Vickki McFadden: I'm not going to comment on what would be a Board decision about who will succeed me as Chair. That would be inappropriate. It's not my call. The Board is working on orderly board renewal. We have regular nominations committee meetings. We are prosecuting always the Board skills matrix, particularly as we're moving to a new – through our refreshed strategy, which is why we appointed somebody like Tony with that skill. And next year, we may be in a slightly different position with requiring further additional skills.

Q8. Given what former CEO Bob Johnson did, what constraints are there preventing retiring executives from joining competitors?

Stephen Mayne: Chair, great to see the strong remuneration report support. So no criticisms at all. My question goes to how we treat our management team's incentives when they go to work for a competitor. So I was quite shocked when Bob Johnston, who was our CEO for 8 years, retired from the Board in March 2024. Five months later, he is on the Stockland Board. All that knowledge, all that insight and of he goes to Stockland. And I've raised that at the last 2 Stockland meetings as to say what's going on here. In the first year, they censored the question. And second year, he sort of said he sold down to remove the conflict of interest of owning $12.5 million of the shares in a competitor when he's meant to be advocating for Stockland. So my question is, what did we think of that?

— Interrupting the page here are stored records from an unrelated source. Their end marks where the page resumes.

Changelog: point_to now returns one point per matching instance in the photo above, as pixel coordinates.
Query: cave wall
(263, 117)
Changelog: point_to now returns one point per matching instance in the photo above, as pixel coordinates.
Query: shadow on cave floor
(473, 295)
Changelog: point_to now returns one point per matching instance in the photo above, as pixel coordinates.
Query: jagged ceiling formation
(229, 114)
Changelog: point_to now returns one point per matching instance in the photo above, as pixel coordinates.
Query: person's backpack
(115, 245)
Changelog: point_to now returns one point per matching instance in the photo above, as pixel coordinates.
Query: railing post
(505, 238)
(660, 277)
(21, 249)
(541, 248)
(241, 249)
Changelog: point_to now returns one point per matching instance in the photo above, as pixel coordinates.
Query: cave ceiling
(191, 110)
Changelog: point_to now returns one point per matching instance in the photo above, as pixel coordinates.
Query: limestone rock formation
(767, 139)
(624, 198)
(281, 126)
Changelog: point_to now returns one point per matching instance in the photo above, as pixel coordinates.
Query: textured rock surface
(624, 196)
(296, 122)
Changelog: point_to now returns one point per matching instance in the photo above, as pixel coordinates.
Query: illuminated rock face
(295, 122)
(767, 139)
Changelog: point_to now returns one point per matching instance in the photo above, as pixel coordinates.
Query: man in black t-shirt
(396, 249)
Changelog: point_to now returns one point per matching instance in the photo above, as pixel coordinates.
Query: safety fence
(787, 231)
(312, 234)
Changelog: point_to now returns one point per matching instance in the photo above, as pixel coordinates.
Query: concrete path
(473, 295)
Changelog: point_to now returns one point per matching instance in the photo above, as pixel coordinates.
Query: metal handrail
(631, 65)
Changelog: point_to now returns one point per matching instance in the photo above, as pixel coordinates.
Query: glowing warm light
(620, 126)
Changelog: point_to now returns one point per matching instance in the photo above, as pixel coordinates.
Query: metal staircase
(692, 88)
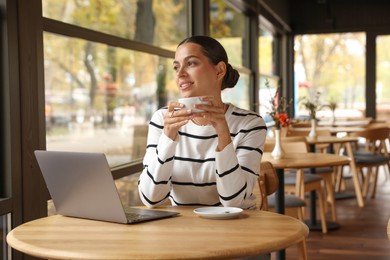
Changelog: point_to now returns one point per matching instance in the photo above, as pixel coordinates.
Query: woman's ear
(221, 69)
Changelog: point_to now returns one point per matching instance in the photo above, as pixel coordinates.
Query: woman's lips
(185, 85)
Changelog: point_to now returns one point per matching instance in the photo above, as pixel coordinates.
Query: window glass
(383, 78)
(228, 27)
(267, 70)
(265, 95)
(160, 23)
(100, 98)
(334, 65)
(267, 53)
(239, 95)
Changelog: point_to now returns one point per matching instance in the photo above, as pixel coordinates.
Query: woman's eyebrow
(186, 58)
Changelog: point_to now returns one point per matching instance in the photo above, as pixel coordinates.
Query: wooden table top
(306, 160)
(331, 139)
(187, 236)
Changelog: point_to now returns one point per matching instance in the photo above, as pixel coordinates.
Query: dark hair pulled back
(215, 52)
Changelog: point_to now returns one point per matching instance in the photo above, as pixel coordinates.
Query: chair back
(374, 139)
(267, 183)
(270, 143)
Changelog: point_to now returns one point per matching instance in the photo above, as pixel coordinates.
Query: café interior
(86, 76)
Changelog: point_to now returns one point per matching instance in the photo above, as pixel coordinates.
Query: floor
(363, 231)
(362, 235)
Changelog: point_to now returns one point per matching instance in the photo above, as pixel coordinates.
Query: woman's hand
(175, 118)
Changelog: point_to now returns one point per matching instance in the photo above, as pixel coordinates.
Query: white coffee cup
(191, 101)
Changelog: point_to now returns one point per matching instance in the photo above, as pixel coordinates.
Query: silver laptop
(81, 185)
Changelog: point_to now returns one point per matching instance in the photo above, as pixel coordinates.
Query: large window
(159, 23)
(100, 97)
(227, 25)
(334, 66)
(383, 78)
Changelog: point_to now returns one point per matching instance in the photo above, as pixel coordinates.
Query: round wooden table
(300, 161)
(187, 236)
(347, 141)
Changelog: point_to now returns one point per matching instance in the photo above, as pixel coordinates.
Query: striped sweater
(191, 172)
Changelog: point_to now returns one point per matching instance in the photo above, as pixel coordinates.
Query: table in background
(347, 142)
(187, 236)
(301, 161)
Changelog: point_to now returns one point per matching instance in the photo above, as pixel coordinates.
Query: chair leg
(366, 181)
(328, 180)
(302, 250)
(373, 192)
(321, 209)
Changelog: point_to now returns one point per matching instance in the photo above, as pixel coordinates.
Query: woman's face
(195, 75)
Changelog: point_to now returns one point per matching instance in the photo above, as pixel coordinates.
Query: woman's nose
(180, 72)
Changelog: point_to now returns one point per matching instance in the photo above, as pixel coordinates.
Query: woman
(210, 158)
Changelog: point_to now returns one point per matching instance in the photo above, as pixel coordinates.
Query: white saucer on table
(218, 212)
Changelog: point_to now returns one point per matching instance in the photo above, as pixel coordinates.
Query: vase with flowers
(312, 105)
(333, 106)
(281, 119)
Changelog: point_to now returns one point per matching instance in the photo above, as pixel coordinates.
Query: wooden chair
(327, 173)
(298, 182)
(267, 185)
(372, 155)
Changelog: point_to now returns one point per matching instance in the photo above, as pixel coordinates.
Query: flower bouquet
(281, 119)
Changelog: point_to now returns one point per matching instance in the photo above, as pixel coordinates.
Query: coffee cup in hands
(191, 101)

And do our incentives have any disincentive to stop that from happening? So I'm presuming that Bob Johnston's '25 and '26 incentives were still rolling when he was working for a competitor because it wasn't an excluding event. There wasn't something that said that he would have to forfeit those if he did that. So in my view, there should be forfeiture clauses in any departing executive who has rolling incentives who go and work for a competitor. So what did we think about what happened with our former CEO defecting to the opposition? And have we changed any of our incentive structures in light of that?

Vickki McFadden: The answer to that is no. Bob was paid his remuneration in accordance with his contract and the terms of his contract. Under his employment contract, he had a restraint of trade that he retired from executive role. And you are drawing a comparison between a nonexecutive role and an executive role. Executive roles are very clearly defined in terms of restraint of trade and potential whether or not security is best and potential clawback if there's malice.

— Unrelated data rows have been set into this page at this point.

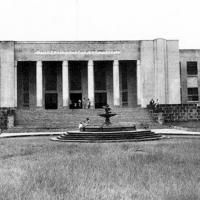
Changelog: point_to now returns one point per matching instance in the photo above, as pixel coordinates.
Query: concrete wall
(7, 74)
(177, 112)
(160, 75)
(128, 50)
(186, 81)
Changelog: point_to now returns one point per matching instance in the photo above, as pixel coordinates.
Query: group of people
(85, 104)
(154, 104)
(83, 124)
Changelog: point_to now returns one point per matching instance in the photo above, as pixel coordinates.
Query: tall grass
(41, 169)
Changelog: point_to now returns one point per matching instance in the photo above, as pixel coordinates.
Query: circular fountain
(107, 132)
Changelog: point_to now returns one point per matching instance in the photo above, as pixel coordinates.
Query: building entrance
(51, 101)
(51, 71)
(100, 99)
(76, 100)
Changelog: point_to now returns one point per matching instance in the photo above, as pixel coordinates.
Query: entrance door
(76, 100)
(51, 101)
(100, 99)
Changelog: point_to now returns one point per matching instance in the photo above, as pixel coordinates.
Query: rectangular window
(192, 68)
(193, 94)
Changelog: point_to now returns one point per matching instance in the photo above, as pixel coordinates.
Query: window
(193, 94)
(192, 68)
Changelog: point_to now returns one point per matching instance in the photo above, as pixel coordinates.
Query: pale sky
(101, 20)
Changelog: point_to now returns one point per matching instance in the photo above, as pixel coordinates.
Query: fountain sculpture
(108, 132)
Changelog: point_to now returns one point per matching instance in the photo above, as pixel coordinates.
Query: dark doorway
(51, 101)
(51, 70)
(76, 100)
(100, 99)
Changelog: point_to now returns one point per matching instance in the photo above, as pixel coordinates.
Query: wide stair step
(139, 135)
(31, 120)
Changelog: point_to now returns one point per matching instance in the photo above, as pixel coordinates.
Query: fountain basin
(108, 128)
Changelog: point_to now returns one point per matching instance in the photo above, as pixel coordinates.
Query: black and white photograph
(99, 100)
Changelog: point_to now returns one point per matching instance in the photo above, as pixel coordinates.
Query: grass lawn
(37, 168)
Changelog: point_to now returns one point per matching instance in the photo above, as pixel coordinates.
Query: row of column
(65, 83)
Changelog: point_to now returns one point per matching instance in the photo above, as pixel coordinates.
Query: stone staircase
(117, 136)
(39, 120)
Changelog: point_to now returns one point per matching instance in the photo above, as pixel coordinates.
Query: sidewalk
(8, 135)
(165, 132)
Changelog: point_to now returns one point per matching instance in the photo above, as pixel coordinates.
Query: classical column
(138, 82)
(91, 82)
(39, 84)
(15, 72)
(116, 89)
(65, 83)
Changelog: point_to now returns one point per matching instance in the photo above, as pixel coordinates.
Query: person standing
(84, 103)
(88, 103)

Stephen Mayne: So he couldn't become a Stockland CEO, but he could have become their Chair, is that what you're saying, under this rule, effectively?

Vickki McFadden: Technically.

Stephen Mayne: Do you think that's right, though?

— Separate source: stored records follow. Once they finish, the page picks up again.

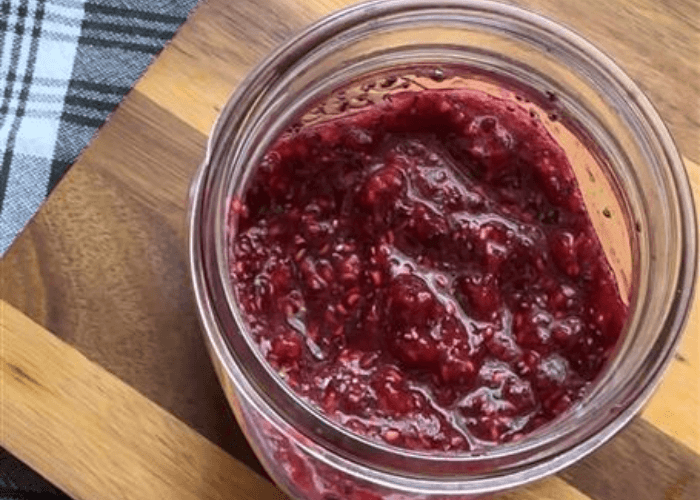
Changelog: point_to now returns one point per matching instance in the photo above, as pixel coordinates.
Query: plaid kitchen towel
(65, 65)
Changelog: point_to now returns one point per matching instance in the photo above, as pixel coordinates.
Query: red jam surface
(425, 272)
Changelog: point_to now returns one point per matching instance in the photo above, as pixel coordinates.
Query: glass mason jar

Vickki McFadden: I think, yes, directors do matter, but I think that – he was remunerated for being an executive, and the role is quite different.

Q9. General business: AGM process changes needed to reach best practice

Stephen Mayne: I just want to thank you for offering general questions at the end. That actually is best practice. It's also very good that you followed the agenda today, a lot of big companies from Rio Tinto, JB Hi-Fi, Transurban, Macquarie, don't. They just say, has anyone got a question or anything and throw the agenda out. You don't do that in board meetings, so you shouldn't do that at an AGM. So thanks for following the agenda and respecting it. To reach best practice in AGMs, I'm assuming you're going to do the head count disclosure again today in your announcement, which you started doing last year, showing how many shareholders voted for and against. Is that going to continue?

Vickki McFadden:
Yes.

Stephen Mayne: Great. So to get to best practice, all you've got to do is early disclosure with the proxies and a hybrid and you'll be with Suncorp, Tabcorp, Computershare and Stockland, your competitor, ticking the boxes with best practice hybrid AGMs. So thanks for running a good AGM, and I hope you can address those 2 issues because early proxy disclosure just better informs the market and allows for a more fully informed debate. And obviously, the hybrid is just more inclusive and people don't have to travel. Apologies I can't stay afterwards. There is the Magellan meeting at 11am, which is the real reason I came today. So I won't ask you to pay for my flight.